Re: STS-77 Reentry Observed (!)

Philip Chien (kc4yer@amsat.org)
Sun, 2 Jun 1996 23:28:18 -0400

Jim Varney <jvarney@mail2.quiknet.com> said:
>
>You're not alone "being in the wrong place."  After STS-78 so will I.
>There are no more 39 degree missions planned after July's STS-78, so my
>luck will run out... and STS-78 will be inferior to -77, as that reentry
>will be in twilight here.

Actually there _will_ be more 39 degree missions.

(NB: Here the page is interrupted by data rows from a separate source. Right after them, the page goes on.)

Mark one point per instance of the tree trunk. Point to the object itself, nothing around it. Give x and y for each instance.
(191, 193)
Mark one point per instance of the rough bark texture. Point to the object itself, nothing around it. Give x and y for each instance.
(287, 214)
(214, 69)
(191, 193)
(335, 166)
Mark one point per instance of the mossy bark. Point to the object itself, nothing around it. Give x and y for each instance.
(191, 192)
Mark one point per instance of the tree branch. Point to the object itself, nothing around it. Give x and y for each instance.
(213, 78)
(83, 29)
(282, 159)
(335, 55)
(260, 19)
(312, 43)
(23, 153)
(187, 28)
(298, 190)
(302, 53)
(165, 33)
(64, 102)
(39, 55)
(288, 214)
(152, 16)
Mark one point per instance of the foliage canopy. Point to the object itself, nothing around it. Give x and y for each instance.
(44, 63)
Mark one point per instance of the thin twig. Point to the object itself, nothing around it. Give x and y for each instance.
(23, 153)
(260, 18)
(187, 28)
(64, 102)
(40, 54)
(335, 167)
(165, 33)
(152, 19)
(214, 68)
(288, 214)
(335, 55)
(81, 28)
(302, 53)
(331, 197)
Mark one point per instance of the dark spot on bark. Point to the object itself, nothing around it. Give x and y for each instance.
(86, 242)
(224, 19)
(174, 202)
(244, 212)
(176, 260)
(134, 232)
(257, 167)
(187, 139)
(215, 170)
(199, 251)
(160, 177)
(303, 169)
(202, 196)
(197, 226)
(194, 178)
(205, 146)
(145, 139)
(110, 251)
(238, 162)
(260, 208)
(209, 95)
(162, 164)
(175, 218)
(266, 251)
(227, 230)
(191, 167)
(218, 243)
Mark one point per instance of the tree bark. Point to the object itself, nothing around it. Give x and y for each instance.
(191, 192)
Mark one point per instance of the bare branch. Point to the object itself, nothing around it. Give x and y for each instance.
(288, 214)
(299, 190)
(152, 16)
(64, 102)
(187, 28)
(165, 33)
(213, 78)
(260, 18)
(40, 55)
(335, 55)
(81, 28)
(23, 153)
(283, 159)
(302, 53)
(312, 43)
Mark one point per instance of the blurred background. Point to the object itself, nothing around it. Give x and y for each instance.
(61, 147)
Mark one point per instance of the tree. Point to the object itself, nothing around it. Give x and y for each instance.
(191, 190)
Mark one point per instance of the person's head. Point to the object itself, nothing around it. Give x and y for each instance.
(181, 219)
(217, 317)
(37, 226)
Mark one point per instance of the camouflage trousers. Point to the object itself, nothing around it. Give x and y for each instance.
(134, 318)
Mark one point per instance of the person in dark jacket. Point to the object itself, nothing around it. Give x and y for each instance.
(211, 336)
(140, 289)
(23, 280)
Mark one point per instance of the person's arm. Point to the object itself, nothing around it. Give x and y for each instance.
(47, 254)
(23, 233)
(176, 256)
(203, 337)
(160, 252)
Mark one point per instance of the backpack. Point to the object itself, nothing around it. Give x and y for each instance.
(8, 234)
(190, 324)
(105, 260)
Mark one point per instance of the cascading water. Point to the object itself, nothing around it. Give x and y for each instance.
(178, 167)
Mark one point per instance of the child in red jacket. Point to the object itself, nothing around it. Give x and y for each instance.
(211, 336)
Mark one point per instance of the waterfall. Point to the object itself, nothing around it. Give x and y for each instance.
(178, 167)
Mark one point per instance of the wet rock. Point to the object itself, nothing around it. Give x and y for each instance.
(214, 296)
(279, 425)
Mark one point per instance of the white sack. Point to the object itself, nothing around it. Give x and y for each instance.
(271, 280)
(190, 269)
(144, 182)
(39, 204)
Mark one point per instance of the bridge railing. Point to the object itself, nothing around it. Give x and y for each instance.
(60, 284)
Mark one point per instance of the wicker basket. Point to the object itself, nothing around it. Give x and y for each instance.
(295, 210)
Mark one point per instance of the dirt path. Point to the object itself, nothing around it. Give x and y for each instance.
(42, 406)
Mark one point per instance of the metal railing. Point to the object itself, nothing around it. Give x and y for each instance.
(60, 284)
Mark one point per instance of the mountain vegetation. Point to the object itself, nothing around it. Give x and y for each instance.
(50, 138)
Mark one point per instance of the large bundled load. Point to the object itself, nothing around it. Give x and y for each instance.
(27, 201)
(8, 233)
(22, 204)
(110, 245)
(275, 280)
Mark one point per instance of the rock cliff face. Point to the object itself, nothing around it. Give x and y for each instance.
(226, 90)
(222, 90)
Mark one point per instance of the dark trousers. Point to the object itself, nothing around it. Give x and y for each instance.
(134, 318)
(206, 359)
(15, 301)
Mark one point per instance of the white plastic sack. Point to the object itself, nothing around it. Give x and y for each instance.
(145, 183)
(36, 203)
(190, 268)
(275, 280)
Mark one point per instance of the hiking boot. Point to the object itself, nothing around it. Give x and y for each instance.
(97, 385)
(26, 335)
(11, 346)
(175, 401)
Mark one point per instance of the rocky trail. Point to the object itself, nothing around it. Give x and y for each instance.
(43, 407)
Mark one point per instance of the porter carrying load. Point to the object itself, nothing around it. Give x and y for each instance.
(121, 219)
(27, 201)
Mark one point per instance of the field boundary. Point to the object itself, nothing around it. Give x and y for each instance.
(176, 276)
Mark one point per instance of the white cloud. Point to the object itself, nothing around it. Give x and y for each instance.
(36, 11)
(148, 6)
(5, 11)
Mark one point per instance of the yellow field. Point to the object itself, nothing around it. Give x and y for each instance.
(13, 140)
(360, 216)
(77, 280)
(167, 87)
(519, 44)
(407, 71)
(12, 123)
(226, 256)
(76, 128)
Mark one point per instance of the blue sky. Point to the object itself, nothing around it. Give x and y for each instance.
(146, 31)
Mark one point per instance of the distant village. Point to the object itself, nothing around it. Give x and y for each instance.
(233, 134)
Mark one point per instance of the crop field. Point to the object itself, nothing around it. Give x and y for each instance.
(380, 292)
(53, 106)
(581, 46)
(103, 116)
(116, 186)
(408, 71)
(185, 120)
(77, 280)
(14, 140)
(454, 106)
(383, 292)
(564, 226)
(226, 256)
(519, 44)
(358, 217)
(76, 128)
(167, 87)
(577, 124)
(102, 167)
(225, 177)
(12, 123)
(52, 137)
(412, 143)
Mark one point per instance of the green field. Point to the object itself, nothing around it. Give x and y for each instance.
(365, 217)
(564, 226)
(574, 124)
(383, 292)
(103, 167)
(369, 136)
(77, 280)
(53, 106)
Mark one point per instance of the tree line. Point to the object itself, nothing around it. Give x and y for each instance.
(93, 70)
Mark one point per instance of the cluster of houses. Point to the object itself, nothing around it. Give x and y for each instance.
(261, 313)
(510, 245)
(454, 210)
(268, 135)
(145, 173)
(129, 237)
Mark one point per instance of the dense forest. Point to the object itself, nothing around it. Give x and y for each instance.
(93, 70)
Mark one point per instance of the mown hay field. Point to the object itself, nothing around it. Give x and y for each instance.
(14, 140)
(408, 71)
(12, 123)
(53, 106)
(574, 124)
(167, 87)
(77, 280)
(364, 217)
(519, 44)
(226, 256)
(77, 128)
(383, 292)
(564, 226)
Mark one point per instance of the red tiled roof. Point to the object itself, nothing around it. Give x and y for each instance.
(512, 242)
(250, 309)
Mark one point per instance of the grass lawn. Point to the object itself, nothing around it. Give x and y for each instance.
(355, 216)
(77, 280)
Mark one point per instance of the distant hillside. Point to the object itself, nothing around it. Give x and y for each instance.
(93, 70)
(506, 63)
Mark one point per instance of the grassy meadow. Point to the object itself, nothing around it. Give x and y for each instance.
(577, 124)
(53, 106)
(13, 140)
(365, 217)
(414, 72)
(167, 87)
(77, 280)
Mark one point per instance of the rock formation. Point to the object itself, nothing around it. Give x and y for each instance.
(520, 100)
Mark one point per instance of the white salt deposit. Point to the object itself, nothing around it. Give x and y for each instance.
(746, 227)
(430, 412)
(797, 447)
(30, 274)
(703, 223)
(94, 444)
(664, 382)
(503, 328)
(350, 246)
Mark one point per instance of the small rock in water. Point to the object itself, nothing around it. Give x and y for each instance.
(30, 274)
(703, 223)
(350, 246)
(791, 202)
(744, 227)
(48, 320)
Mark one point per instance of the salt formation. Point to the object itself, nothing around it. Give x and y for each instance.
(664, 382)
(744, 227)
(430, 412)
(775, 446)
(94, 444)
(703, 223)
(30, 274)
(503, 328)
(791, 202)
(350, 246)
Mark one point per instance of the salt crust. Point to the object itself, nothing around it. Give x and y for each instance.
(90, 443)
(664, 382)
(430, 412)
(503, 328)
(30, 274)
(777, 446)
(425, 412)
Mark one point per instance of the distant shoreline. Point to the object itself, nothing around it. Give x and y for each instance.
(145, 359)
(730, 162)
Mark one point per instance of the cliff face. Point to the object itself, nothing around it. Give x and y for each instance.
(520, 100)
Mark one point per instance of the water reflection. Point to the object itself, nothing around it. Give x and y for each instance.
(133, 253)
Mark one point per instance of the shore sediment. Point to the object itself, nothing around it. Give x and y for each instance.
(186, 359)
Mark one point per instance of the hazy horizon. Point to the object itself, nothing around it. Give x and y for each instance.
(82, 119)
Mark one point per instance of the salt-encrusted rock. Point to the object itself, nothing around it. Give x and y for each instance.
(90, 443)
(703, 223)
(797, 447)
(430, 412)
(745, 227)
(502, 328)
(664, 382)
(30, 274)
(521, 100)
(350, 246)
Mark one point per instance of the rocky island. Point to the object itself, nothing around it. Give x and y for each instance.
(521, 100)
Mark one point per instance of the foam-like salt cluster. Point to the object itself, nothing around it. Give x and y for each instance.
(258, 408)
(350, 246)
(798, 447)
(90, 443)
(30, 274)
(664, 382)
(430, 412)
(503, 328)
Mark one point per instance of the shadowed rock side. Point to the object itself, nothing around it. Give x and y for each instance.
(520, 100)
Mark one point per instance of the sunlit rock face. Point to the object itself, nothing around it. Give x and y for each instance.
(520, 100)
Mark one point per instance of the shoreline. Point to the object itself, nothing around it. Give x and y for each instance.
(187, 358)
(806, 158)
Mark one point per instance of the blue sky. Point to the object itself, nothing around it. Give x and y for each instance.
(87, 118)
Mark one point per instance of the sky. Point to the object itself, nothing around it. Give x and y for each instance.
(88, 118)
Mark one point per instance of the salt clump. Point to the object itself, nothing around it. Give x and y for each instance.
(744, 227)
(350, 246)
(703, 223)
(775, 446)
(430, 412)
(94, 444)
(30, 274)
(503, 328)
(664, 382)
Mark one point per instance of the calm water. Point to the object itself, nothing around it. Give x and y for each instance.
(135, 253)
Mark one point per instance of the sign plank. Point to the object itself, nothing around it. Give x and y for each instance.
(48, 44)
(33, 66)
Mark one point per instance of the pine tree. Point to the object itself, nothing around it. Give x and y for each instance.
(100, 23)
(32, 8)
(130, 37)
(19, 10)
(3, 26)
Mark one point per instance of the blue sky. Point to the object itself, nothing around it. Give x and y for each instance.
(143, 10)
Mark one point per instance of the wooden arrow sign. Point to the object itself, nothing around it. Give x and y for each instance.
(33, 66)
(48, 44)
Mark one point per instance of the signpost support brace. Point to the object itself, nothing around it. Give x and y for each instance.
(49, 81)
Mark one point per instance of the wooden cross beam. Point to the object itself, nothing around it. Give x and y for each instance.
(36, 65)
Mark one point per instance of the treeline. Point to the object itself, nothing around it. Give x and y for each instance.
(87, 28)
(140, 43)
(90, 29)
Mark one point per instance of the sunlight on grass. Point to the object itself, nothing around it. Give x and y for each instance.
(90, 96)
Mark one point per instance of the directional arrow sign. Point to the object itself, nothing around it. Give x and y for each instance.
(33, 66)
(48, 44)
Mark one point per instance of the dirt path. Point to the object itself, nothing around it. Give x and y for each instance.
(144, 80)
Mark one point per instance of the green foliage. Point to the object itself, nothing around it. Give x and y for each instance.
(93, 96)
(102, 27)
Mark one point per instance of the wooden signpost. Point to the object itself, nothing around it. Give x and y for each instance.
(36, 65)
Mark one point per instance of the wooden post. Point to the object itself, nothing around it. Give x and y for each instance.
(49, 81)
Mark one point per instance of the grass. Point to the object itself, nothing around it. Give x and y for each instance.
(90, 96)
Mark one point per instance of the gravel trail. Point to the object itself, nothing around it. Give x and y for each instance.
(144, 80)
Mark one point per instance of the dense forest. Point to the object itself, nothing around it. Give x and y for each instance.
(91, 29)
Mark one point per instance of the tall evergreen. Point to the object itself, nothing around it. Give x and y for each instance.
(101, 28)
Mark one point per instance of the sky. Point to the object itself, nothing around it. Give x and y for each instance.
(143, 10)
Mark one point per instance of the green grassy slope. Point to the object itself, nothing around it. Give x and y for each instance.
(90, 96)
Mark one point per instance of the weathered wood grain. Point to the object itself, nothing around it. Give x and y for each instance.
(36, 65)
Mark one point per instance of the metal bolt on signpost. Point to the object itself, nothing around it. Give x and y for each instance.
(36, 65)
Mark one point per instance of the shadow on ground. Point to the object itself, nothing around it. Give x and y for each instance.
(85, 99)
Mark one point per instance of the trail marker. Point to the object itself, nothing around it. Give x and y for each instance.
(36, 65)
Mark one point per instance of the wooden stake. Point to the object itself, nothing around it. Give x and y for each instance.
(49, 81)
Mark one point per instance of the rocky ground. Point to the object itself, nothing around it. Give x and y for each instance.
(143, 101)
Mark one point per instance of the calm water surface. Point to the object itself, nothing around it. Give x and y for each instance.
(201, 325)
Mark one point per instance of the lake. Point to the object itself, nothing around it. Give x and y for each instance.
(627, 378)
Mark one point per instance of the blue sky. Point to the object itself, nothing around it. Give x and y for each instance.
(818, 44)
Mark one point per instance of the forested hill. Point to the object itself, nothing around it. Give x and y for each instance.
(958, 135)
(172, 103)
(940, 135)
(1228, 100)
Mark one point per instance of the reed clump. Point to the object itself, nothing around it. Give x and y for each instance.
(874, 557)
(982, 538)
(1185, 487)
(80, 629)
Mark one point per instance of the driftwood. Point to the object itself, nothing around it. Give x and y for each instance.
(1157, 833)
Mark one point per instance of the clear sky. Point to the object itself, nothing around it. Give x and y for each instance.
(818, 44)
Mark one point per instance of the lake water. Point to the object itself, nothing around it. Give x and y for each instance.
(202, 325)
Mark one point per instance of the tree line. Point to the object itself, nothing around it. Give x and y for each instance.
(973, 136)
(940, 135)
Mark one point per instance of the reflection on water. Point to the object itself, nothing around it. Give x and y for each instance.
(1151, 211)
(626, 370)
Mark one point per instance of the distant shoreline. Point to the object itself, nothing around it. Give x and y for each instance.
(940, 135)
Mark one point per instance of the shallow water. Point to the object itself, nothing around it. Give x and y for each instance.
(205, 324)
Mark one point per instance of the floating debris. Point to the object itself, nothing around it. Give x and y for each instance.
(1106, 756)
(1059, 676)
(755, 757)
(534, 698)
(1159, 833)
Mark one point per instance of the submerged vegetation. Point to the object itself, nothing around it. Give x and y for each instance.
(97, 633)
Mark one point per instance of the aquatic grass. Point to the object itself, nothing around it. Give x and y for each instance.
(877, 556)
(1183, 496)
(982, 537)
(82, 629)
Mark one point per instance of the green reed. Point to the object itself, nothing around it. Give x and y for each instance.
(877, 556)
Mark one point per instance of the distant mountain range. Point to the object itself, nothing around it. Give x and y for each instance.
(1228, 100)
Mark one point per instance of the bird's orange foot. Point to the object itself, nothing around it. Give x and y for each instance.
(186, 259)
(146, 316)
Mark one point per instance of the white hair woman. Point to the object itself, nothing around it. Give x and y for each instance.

39 degrees is chosen whenever there's enough shuttle uphill performance
(e.g. not a full payload load) and there are no requirements for any other
inclination.  39 is especially useful because it keeps the landing passes
at the same time each day on long missions.  In addition it can be used
with a 277 km. altitude to keep the astronauts on the same wake/sleep cycle
each day, an important issue for spacelab life science missions.

So as Space Station slips to the right (what'da mean you don't think it's
going to slip?) additional spacelab flights will be added, and many will
use 39 degree orbits.

I'd bet money that the STS-83 Microgravity Science Laboratory mission will
become a 39 degree mission for the above reasons.


>Philip Chien wrote:
>
>>Yeah, those of us in Florida don't get to see much of reentries either!
>
>Trade ya.  Trade ya my reentry for your launch! :)

nah, I like seeing launches and entries up close.  Now if I can only
schedule the weather better so I can get some better visible passes!